CLI configuration for Discovery on AWS

  1. SSH to the instance where Privacera is installed.

  2. Run the following commands.

    cd ~/privacera/privacera-manager
    cp config/sample-vars/vars.discovery.aws.yml config/custom-vars/
    vi config/custom-vars/vars.discovery.aws.yml
    
  3. Edit the following properties. For property details and description, refer to the Configuration Properties below.

    DISCOVERY_BUCKET_NAME: "<PLEASE_CHANGE>"
    

    To configure a bucket, add the property as follows, where bucket-1 is the name of the bucket:

    DISCOVERY_BUCKET_NAME: "bucket-1"
    

    To configure a bucket containing a folder, add the property as follows:

    DISCOVERY_BUCKET_NAME: "bucket-1/folder1"
    
  4. Uncomment/Add the following variable to enable Autoscalability of Executor pods:

    DISCOVERY_K8S_SPARK_DYNAMIC_ALLOCATION_ENABLED: "true"
    
  5. (Optional) If you want to customize Discovery configuration further, you can add custom Discovery properties. For more information, refer to Set custom Discovery properties on Privacera Platform.

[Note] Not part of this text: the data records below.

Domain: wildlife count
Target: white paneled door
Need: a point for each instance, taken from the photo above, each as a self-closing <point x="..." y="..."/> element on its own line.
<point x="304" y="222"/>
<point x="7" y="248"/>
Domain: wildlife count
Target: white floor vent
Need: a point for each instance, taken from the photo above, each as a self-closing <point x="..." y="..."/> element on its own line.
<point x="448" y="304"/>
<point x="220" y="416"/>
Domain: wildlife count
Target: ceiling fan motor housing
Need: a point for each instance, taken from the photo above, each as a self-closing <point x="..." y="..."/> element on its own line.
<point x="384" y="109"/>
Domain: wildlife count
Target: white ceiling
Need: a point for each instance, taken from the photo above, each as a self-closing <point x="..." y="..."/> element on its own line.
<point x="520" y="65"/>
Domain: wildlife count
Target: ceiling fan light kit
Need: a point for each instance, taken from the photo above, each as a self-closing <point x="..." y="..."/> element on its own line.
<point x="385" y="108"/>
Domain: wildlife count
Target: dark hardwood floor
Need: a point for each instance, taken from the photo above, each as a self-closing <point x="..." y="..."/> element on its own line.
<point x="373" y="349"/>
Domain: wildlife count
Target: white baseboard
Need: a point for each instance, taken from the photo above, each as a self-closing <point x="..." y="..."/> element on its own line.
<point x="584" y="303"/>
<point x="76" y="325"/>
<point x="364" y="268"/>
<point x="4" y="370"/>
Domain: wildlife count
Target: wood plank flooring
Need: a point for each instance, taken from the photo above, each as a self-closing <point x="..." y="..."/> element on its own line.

    For example, by default, the username and password for the Discovery service is padmin/padmin. If you choose to change it, refer to Add custom properties using Privacera Manager on Privacera Platform.

  6. Run the following commands.

    cd ~/privacera/privacera-manager
    ./privacera-manager.sh update
    

Configuration properties for Discovery on AWS

Property

Description

Example

DISCOVERY_BUCKET_NAME

Set the bucket name where Discovery will store its metadata files

container1

[Properties of Topic and Table names](../pm-ig/customize_topic_and_tables_names.md)

Topic and Table names are assigned by default in Privacera Discovery. To customize any topic or table name, refer to the link.

Enable realtime scan

An AWS SQS queue is required, if you want to enable realtime scan on the S3 bucket.

After running the PM update command, an SQS queue will be created for you automatically with the name, privacera_bucket_sqs_{{DEPLOYMENT_ENV_NAME}}, where {{DEPLOYMENT_ENV_NAME}} is the environment name you set in the vars.privacera.yml file. This queue name will appear in the list of queues of your AWS SQS account.

If you have an SQS queue which you want to use, add the DISCOVERY_BUCKET_SQS_NAME property in the vars.discovery.aws.yml file and assign your SQS queue name.

If you want to enable realtime scan on the bucket, see Configure S3 for real-time scanning on Privacera Platform.